Walter Batruel: Das war eine Riesensauerei. Das Establishment, damals in Form der Landesregierung um Herbert Keßler, konnte mit dem Festival, das im Vorjahr schon ein großer Erfolg gewesen war, nichts anfangen. Neben Auftritten unserer Band lasen Künstler und Autoren wie Michael Köhlmeier selbst verfasste Protesttexte. Also wurde es kurzerhand unterbunden, und das Gelände unter Naturschutz gestellt. Wir haben dann das Festival in Form eines Sarges auf der Autobahntrasse zu Grabe getragen.

WANN & WO: Wie stehst du zur #fridaysforfuture-Bewegung.
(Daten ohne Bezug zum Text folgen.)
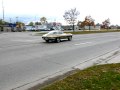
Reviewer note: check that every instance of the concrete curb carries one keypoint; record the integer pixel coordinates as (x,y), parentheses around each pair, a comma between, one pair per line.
(110,57)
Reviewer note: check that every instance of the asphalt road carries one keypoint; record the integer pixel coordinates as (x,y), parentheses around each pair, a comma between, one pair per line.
(25,58)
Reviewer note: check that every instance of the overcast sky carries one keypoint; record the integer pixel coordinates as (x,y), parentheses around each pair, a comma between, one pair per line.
(54,10)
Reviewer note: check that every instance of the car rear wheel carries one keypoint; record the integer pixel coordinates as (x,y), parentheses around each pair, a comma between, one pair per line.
(57,40)
(69,38)
(47,40)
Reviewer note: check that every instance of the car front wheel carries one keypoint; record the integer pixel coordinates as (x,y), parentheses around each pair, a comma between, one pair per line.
(57,40)
(69,38)
(47,41)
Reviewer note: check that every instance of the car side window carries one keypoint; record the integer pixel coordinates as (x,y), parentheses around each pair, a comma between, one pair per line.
(54,32)
(60,32)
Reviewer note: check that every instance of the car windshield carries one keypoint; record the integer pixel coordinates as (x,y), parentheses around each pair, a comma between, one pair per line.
(55,32)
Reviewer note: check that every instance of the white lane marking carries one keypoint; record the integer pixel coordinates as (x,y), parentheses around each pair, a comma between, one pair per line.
(19,40)
(83,43)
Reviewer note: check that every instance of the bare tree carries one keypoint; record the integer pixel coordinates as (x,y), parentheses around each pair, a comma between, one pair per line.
(71,16)
(106,23)
(89,21)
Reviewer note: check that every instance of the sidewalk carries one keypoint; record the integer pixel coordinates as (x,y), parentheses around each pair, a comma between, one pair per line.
(108,58)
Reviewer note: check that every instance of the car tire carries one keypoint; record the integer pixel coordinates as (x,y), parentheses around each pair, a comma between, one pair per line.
(47,41)
(58,40)
(69,38)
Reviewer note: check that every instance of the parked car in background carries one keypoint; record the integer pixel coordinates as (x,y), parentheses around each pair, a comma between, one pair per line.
(57,36)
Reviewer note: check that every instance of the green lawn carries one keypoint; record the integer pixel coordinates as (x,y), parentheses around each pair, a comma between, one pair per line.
(102,77)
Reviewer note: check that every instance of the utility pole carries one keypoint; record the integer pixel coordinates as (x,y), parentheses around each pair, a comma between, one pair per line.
(3,9)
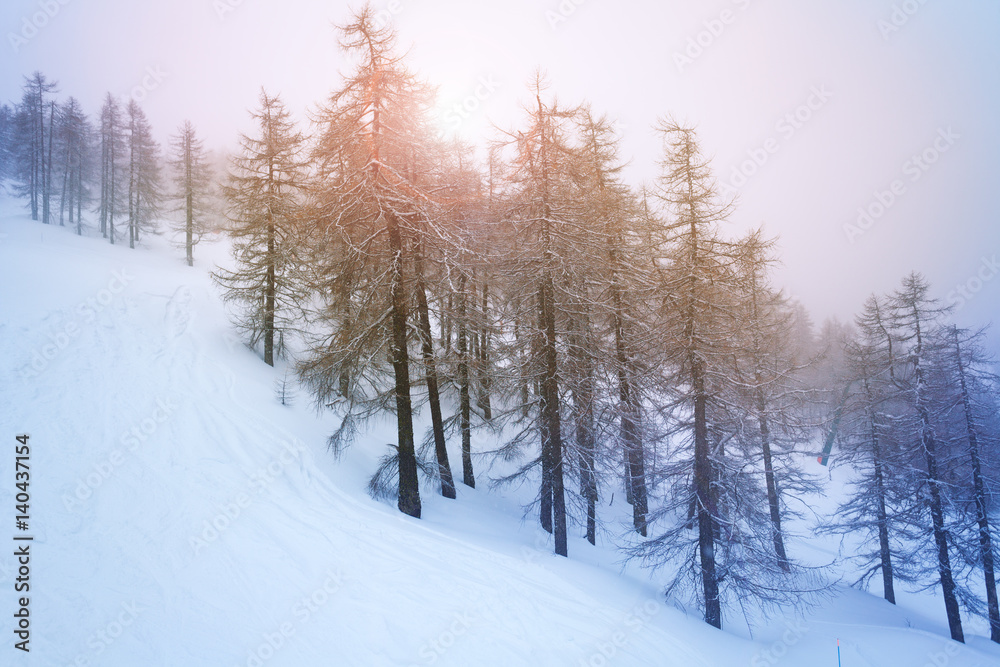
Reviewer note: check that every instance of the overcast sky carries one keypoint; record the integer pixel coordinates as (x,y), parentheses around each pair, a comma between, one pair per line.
(811,109)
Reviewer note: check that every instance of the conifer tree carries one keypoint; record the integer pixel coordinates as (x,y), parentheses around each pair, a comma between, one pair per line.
(192,187)
(265,196)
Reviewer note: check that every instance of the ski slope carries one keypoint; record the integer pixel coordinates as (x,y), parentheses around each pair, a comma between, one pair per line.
(182,516)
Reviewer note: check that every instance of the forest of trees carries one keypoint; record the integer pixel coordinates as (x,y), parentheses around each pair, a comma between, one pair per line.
(608,338)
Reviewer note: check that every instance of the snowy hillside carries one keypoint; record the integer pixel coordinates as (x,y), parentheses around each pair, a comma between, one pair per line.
(182,516)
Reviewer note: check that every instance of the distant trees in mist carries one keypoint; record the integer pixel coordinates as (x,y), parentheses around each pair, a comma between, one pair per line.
(105,173)
(613,341)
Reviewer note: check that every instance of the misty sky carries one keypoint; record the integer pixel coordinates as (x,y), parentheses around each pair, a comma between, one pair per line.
(810,109)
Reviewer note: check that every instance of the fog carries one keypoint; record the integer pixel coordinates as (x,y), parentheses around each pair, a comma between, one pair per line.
(862,133)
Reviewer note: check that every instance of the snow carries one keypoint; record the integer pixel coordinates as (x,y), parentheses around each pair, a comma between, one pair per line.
(183,516)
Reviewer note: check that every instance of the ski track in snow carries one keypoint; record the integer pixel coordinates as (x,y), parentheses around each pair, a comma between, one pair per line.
(208,530)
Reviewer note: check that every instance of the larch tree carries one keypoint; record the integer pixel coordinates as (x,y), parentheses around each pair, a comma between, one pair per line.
(33,157)
(545,272)
(144,191)
(624,290)
(367,214)
(7,145)
(694,289)
(973,387)
(870,440)
(192,187)
(75,142)
(265,194)
(113,146)
(915,319)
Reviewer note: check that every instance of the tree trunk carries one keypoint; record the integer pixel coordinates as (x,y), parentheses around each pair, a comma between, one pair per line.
(703,481)
(433,396)
(550,414)
(468,477)
(583,404)
(773,501)
(47,167)
(982,511)
(485,379)
(409,489)
(885,553)
(269,290)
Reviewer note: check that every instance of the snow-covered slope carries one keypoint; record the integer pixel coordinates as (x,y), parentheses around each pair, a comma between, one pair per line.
(182,516)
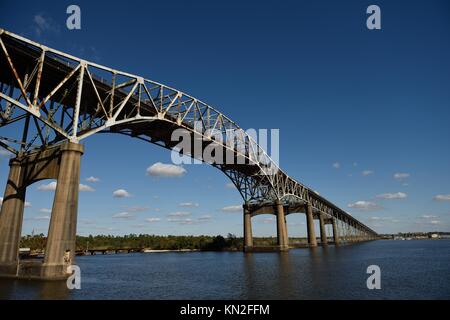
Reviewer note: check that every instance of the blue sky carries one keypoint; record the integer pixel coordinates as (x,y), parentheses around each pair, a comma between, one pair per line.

Sollte die Jugend mehr auf die Straße?

Walter Batruel: Das ist sehr zu begrüßen, es geht ja um ihre Zukunft. Wir kommen, so wie es ausschaut, noch einmal davon. Unsere Kinder und Jugendliche haben alles Recht der Welt, ihren Planeten einzufordern. Wenn ich Menschen wie Präsident Trump an der Spitze von Großmächten sehe, wird mir Angst und Bange.

WANN & WO: Wie stehst du generell zur Politik?

Walter Batruel: In Deutschland gefallen mir die Grünen ganz gut. Unsere Generation war geprägt von Widerstand, egal ob weltweit als Kind der Woodstock-Bewegung oder in Vorarlberg, wenn ich an die „Fußach“-Affäre denke, oder „Flint lebt“. Es ist schön zu sehen, dass der Geist der Rebellion auch bei unseren Jugendlichen viel präsenter ist, als so manch einer glauben würde.